Wednesday's trading delivered mixed results after substantial losses for the grain and oilseed futures listed on the CBOT during Monday’s activities. The September wheat futures shed a third of a per cent as the supply outlook remained bullish. On the other hand, the corn and soybean contracts rebounded amid gains of 1.3 and 0.4 per cent, respectively.

Freight and Bunker Markets

The Baltic Dry Index dropped by 2.6 per cent yesterday as continued losses for the capesizes kept it in the red for a second session. The sub-index for the largest vessels dropped by 5.0 per cent as weak demand across all major basins weighed on freight rates. On the other hand, the gauge for the panamaxes advanced for a sixth consecutive session amid a gain of 0.6 per cent as demand in the Atlantic remained increasingly focused on tonnage for immediate delivery. The indicators for the supramaxes and handysizes remained broadly unchanged for the day. 

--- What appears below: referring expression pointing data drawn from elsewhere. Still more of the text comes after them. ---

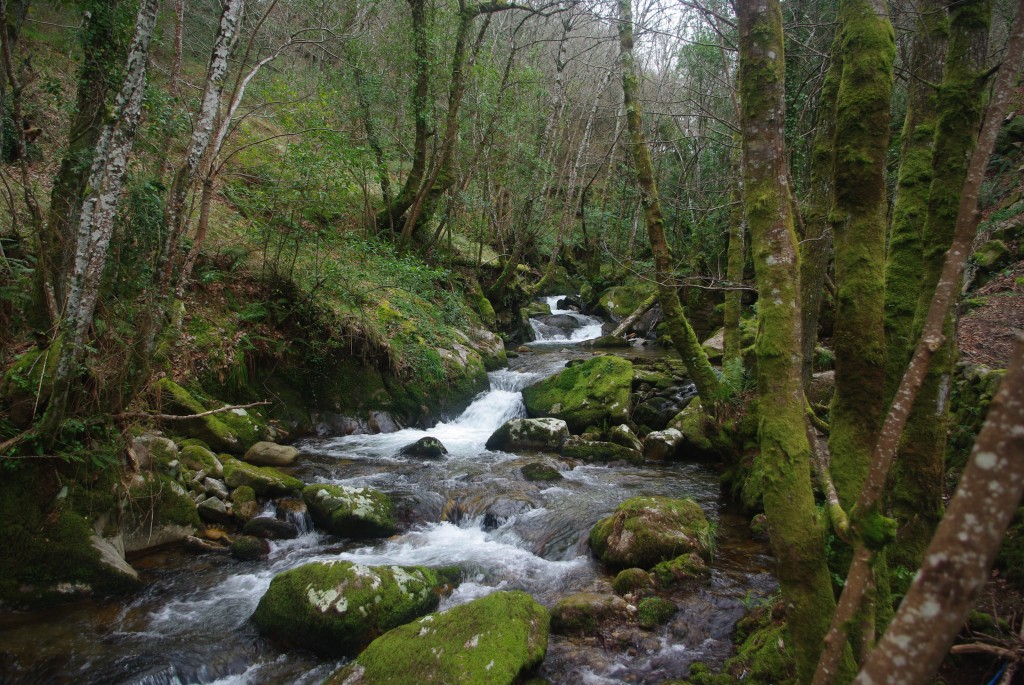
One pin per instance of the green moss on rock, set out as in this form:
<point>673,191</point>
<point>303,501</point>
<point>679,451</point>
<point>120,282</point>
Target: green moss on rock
<point>653,611</point>
<point>646,530</point>
<point>540,472</point>
<point>681,570</point>
<point>597,451</point>
<point>495,640</point>
<point>594,392</point>
<point>583,612</point>
<point>350,512</point>
<point>337,608</point>
<point>632,581</point>
<point>175,399</point>
<point>265,480</point>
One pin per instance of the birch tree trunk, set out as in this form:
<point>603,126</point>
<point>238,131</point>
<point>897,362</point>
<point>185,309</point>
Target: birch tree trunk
<point>683,339</point>
<point>95,224</point>
<point>931,340</point>
<point>920,467</point>
<point>797,537</point>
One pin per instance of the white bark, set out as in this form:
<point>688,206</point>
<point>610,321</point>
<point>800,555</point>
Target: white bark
<point>202,134</point>
<point>105,180</point>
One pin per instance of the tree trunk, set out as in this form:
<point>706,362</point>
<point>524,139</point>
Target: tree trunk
<point>421,90</point>
<point>796,534</point>
<point>921,464</point>
<point>96,221</point>
<point>931,340</point>
<point>910,205</point>
<point>683,339</point>
<point>867,49</point>
<point>101,55</point>
<point>817,239</point>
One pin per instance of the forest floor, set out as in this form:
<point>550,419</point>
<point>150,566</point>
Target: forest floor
<point>986,332</point>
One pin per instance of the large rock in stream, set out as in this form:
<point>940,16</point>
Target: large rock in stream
<point>591,393</point>
<point>337,608</point>
<point>646,530</point>
<point>495,640</point>
<point>529,434</point>
<point>350,512</point>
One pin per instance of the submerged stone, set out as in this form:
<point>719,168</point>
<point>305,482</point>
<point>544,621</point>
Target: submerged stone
<point>645,530</point>
<point>337,608</point>
<point>583,612</point>
<point>271,454</point>
<point>591,393</point>
<point>538,471</point>
<point>350,512</point>
<point>425,447</point>
<point>495,640</point>
<point>597,451</point>
<point>529,434</point>
<point>265,480</point>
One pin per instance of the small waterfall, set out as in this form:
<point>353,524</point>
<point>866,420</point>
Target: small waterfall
<point>564,326</point>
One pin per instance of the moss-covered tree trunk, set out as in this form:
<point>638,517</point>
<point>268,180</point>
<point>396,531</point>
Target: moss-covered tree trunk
<point>920,464</point>
<point>732,345</point>
<point>910,203</point>
<point>815,248</point>
<point>796,534</point>
<point>389,216</point>
<point>867,49</point>
<point>683,338</point>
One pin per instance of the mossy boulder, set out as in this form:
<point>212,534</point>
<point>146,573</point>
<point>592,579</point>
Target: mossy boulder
<point>58,538</point>
<point>543,472</point>
<point>653,611</point>
<point>270,454</point>
<point>597,451</point>
<point>496,640</point>
<point>624,435</point>
<point>250,548</point>
<point>645,530</point>
<point>265,480</point>
<point>175,399</point>
<point>529,434</point>
<point>594,392</point>
<point>698,431</point>
<point>198,458</point>
<point>350,512</point>
<point>425,447</point>
<point>583,612</point>
<point>337,608</point>
<point>662,444</point>
<point>619,302</point>
<point>684,569</point>
<point>607,342</point>
<point>632,581</point>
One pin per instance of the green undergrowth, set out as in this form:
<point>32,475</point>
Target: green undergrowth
<point>48,513</point>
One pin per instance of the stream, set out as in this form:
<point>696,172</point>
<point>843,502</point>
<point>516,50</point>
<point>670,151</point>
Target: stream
<point>471,509</point>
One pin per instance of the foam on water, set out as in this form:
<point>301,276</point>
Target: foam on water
<point>589,327</point>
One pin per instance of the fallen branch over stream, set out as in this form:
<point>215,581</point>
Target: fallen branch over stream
<point>175,417</point>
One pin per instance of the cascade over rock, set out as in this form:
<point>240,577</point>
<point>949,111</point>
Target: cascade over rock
<point>645,530</point>
<point>350,512</point>
<point>495,640</point>
<point>586,394</point>
<point>337,608</point>
<point>529,434</point>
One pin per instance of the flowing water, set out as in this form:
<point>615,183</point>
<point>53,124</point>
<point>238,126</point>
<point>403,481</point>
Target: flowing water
<point>471,509</point>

The wet freight indices provided by the Baltic Exchange had a session of losses on Tuesday. The gauge for the dirty tankers faced the lightest headwinds amid a daily loss of 0.3 per cent, while the indicator for their clean relatives dropped by 2.5 per cent. The spot index for the LNG carriers fell by 3.2 per cent, while the LPG gauge retreated by 1.9 per cent.  

The continued downward pressure on crude oil prices led to a second day of losses for the bunker fuels. The VLSFO and MGO shed around two-thirds of a per cent in Singapore, while Houston saw the two fuels retreat by just over 1.5 per cent. In Rotterdam, the VLSFO declined by 0.9 per cent, while the MGO fell by 1.3 per cent.

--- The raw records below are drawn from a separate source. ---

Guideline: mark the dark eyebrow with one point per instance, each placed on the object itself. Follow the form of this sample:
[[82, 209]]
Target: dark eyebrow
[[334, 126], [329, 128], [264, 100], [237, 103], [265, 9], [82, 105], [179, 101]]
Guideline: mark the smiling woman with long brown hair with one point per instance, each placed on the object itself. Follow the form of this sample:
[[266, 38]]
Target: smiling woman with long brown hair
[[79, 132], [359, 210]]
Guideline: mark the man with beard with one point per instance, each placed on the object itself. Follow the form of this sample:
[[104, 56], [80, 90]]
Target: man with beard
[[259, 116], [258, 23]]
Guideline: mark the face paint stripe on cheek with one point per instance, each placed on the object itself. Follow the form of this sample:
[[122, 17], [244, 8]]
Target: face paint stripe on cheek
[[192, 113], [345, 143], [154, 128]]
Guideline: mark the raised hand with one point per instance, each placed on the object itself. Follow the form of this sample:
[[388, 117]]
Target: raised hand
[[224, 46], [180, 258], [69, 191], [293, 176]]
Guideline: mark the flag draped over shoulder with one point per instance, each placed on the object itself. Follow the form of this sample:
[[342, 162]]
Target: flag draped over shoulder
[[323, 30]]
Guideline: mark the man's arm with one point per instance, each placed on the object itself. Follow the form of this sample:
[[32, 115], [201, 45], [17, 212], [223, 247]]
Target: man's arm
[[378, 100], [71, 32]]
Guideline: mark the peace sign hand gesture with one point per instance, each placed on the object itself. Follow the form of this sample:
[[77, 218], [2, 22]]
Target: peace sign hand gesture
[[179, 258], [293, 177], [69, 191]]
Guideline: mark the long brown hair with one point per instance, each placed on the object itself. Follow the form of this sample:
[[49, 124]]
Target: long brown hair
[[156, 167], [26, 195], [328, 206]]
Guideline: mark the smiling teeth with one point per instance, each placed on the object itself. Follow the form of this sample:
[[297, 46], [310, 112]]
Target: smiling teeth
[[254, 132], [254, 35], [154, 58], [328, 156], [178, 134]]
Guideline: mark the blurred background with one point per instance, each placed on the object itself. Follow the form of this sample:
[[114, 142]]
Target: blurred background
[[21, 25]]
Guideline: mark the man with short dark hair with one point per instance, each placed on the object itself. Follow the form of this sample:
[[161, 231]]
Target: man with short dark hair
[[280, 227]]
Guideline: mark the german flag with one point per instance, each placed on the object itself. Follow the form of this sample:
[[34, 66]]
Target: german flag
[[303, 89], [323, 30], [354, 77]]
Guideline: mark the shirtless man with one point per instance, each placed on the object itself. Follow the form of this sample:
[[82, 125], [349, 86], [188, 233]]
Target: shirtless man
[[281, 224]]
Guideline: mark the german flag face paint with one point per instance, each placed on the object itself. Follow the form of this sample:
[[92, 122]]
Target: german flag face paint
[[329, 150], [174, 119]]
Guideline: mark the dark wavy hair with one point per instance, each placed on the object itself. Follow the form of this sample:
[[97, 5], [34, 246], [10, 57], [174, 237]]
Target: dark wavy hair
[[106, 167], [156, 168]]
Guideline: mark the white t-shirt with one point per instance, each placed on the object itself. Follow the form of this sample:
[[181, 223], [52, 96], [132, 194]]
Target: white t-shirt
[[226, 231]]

The View from the Shipfix Desk

The rice futures due for delivery in September are currently trading around eight per cent below the levels seen a month ago. The recent decline followed a period of robust gains during the first half of the second quarter, as low cargo order volumes at the early stages of the year weighed on global supplies. Rice prices have faced significant volatility over the past few years amid rising demand and headwinds for global supplies as extreme weather conditions in key growing areas have weighed on production. As a result of the latter, the Indian government introduced export restrictions last year to safeguard domestic supplies, which made the global supply situation even more challenging. 

After depressed cargo order volumes during much of last year, demand for seaborne transportation of rice has recovered over the past ten months. While global aggregate demand remains below the levels recorded during 2021, monthly cargo order volumes have been around six million tonnes during the second quarter. Initially, in the absence of India, exports from Pakistan and Thailand fuelled the recovery. However, the resumption of shipments from India earlier this year has become the main driver since then.  

While weekly cargo order volumes for rice loading globally have been volatile over the past months, the robust volumes have contributed to a better-supplied global market and driven prices to the current low levels. The aggregate for the first half of July suggests that the month’s total may surpass the reading for June. Hence, rice prices look set to remain under pressure in the coming months.